That language — the budget terms and political euphemisms that fly freely through the air in Washington, D.C. — often ends up seeping into the nation's discourse.

Reporters and bloggers pick up and spread terms such as "sequester" and "debt ceiling limit." The next thing you know, you just might find yourself using such jargon as you talk with friends about what a mess the country is in. But most people understandably might not be able to tell a COLA from a COBRA. It's primarily Beltway insiders who speak fluent acronym.

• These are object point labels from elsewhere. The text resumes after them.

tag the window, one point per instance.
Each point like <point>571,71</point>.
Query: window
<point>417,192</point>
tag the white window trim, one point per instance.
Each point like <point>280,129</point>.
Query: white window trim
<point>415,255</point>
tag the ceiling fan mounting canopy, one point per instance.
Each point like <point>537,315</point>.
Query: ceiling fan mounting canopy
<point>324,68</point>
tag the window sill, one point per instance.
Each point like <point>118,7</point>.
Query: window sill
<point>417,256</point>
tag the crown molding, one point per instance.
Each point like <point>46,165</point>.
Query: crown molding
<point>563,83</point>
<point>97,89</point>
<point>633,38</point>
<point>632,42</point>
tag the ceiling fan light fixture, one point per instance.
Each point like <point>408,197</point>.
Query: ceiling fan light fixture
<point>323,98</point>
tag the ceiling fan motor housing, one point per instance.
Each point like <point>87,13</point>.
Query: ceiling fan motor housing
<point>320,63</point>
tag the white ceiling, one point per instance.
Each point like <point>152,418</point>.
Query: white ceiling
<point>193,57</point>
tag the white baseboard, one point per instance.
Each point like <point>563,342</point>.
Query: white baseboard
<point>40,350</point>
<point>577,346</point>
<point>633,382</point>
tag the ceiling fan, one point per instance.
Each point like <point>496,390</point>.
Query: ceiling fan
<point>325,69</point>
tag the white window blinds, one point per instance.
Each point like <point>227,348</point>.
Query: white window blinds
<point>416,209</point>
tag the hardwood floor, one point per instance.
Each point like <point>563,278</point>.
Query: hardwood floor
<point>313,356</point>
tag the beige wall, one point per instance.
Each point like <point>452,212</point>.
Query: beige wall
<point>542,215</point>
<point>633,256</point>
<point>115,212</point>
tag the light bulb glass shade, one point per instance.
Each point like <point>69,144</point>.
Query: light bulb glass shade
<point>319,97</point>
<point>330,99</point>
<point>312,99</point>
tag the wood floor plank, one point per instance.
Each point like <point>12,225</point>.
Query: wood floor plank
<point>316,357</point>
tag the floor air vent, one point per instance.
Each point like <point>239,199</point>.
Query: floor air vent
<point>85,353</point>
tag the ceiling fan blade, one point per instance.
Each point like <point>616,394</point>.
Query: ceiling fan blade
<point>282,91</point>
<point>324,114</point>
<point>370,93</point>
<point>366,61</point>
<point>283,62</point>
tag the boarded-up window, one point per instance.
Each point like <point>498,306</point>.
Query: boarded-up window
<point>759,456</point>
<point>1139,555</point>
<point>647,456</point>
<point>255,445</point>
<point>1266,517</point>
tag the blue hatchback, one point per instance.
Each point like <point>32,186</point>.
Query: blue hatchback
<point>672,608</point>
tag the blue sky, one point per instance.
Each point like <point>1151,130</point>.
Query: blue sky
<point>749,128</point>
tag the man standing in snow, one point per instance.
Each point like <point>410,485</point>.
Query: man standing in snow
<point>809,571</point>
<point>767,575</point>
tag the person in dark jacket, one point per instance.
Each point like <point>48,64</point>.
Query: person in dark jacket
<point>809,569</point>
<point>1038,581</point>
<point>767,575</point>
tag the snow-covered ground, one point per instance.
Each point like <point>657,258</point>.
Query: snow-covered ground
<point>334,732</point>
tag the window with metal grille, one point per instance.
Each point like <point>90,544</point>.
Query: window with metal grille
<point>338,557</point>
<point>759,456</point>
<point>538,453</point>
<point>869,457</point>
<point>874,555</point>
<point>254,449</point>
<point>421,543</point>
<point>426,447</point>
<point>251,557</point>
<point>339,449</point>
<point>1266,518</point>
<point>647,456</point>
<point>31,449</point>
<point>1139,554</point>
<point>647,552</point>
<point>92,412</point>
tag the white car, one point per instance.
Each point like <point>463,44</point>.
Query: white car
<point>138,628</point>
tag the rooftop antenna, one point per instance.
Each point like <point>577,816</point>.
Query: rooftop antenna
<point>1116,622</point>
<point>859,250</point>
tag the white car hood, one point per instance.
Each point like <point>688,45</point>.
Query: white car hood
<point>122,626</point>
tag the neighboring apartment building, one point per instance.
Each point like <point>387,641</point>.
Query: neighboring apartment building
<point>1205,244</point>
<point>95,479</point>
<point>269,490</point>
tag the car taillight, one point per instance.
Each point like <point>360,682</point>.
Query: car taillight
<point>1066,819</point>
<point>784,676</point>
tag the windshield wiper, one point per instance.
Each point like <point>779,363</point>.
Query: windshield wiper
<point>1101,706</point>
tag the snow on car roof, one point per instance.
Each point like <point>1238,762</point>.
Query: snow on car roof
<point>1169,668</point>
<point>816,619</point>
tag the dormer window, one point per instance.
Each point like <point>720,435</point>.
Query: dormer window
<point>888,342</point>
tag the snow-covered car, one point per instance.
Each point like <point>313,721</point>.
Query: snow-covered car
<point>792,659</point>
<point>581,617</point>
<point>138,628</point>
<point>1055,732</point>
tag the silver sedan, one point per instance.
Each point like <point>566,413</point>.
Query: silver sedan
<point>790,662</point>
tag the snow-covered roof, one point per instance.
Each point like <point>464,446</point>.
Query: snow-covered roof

"Politics, like any other field, has its own language, its own jargon," says Martin Medhurst, a professor of political science and rhetoric at Baylor University. "It would be an odd field that didn't."

Beltway Berlitz

Match these terms to their correct Washington meaning:

Conference
A) A meeting you hope to sneak out of to play golf.
B) The way the House and Senate align different versions of legislation.

Impoundment
A) What happens to your car after it gets towed.
B) A power presidents had not to spend funds approved by Congress, up until 1974.

Message
A) Something that pops up on your phone.
B) Any thought or idea expressed briefly in a plain or secret language and prepared in a form suitable for transmission by any means of communication.

Oversight
A) Something that has been overlooked.
B) Increased attention to an issue, say, the Benghazi killings.

Reconciliation
A) The course your marriage counselor hopes you'll take.
B) A procedure for matching new budget policies with existing law.

Answers: (B) in every case. The definition for "message" is official Defense Department language. "Oversight" is a trick question, because (B) is correct on Capitol Hill while (A) is correct everywhere else.